One interesting facet of the Bollinger measure is that it is the absence of weakness--and not just the presence of strength--that alerts us to a strong stock market. When the market is ready to turn over, there are typically weak shares and sectors leading the way and that shows up as a relatively elevated number of sell signals for the Bollinger Band measure, even as the index price has been near highs. On the other hand, when very few stocks and sectors are weak, the market often drifts higher, as selling pressure is minimal.

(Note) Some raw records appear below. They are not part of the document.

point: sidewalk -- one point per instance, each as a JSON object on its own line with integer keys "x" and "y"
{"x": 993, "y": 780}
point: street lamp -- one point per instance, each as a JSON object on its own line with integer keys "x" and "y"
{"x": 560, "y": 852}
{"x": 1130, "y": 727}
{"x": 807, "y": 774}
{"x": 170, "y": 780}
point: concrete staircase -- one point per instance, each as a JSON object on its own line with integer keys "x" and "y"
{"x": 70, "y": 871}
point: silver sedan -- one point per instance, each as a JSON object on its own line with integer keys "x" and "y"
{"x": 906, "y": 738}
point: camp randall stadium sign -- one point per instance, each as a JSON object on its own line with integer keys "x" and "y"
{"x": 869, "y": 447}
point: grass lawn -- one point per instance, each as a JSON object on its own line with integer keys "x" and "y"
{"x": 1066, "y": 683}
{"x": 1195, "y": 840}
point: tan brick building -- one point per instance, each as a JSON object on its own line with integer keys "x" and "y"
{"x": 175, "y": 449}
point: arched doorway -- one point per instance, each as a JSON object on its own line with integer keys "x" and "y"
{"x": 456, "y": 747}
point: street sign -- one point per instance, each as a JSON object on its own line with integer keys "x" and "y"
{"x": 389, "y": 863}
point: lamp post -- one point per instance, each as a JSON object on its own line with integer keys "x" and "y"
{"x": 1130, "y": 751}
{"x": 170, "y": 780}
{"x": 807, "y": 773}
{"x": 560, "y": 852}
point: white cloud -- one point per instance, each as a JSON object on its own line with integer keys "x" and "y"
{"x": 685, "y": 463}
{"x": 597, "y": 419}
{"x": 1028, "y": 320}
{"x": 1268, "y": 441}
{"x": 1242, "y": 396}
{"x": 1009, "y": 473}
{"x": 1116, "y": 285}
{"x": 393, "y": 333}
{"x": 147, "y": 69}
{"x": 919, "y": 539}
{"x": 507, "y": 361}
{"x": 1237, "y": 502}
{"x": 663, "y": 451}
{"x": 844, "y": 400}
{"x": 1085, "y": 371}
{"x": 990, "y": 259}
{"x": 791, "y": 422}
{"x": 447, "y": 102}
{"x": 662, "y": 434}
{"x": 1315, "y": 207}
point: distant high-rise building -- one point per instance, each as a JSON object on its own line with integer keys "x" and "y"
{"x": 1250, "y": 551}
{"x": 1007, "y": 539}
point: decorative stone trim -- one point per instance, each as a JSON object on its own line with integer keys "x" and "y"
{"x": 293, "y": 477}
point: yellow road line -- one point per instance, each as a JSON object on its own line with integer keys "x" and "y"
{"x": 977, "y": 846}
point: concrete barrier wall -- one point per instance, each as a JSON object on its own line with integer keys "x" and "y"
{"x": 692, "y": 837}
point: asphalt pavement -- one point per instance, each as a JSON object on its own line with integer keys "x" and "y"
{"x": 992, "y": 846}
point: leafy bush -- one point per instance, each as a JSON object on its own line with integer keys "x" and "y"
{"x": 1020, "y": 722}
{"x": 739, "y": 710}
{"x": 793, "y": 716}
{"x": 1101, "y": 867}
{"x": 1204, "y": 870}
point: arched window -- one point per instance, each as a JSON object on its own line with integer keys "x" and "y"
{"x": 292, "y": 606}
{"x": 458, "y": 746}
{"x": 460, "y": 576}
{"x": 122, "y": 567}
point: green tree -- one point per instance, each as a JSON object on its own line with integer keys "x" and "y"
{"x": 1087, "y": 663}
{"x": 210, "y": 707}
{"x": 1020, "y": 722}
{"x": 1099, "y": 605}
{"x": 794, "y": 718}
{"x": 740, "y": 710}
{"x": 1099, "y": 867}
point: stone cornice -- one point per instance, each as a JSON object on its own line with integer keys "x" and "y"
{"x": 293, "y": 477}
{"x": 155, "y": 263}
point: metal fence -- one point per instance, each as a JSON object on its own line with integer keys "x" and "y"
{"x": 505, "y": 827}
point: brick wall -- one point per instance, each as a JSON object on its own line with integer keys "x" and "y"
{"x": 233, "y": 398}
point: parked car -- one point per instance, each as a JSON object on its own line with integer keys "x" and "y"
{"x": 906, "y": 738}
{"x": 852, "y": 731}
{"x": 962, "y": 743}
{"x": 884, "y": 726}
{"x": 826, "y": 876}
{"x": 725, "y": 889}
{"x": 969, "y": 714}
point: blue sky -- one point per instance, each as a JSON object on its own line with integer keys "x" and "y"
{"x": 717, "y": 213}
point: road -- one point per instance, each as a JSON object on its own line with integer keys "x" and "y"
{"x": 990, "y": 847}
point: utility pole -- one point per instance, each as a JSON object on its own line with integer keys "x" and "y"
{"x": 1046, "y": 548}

For example, I looked at the period from early May, 2014 (when I first began assembling these data) to the present and broke down the number of sell signals for the Bollinger Band measure in a simple median split. When we had few sell signals, the next five days in SPY rose by an average of +.37%. When we had more sell signals, the next five days in SPY rose by an average of only +.06%.
Interestingly, daily sell signals for the Bollinger Band measure correlate only +.07 with the RSI measure and only +.21 with the MACD measure. The absence of sell signals for those latter two indicators has not led to superior returns going forward. Indeed, when we've had few MACD sell signals, the next five days in SPY have averaged a gain of only +.09% vs. +.34% when we've had many sell signals.
It appears that separating the number of buy and sell signals and looking within each indicator captures different time frames and different patterns of momentum and reversal. This strikes me as a most promising area of research, particularly when we focus on technical indicators that are not highly correlated.